Cohabitation and self protection.

We are being told that despite average mortgage payments having fallen to 2003 levels, it is now more difficult for first time buyers to get a foot on the housing ladder according to a new survey by RBS.

The Ability to Buy Index makes pretty dire reading for first time buyers. With mortgages difficult to come by, save for those with significant deposits, the current increased costs of living and current uncertain economic climate most first time buyers will probably be sitting tight.

However many estate agents will tell you that it is a great time to buy with significant numbers of properties on books but too few buyers driving the prices down in certain areas.

But for those many individuals who decide as a couple to take the plunge, there is the legal minefield of how to own the property and in what shares.

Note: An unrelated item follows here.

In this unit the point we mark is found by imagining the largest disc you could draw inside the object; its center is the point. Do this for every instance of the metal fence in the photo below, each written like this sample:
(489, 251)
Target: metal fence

Most couples may be able to have a joint deposit which they have saved together, or agree to put the same amount into a property as the deposit. But in my experience this is rare. Most couples have different resources, either through family wealth or different lifestyles. Typically a female partner will have more money to invest than her male partner.

The couples incomes may also be different. So how do we advise a couple to own a property? We ask them to consider the unthinkable, their relationship breaking down. Their faces drop and even more so if we have to ask one party to leave the room so that the other may have independent advice if they stand to lose upon the proposed arrangement.

The best advice is that they consider a written agreement as to their shares in property ownership yet it is estimated that only 15% of couples have an agreement. Many agreements are compulsory across European jurisdictions and will clearly avoid costly litigation in the future.

We point out the findings by the Supreme Court in Jones v Kernott where eventually Mrs Jones walked away with a 90% share of the jointly owned property but highlighted the urgent need for this area of the law to be reformed as it took four different hearings in four different courts and significant expense to still leave many without agreements at the mercy of the Judiciary.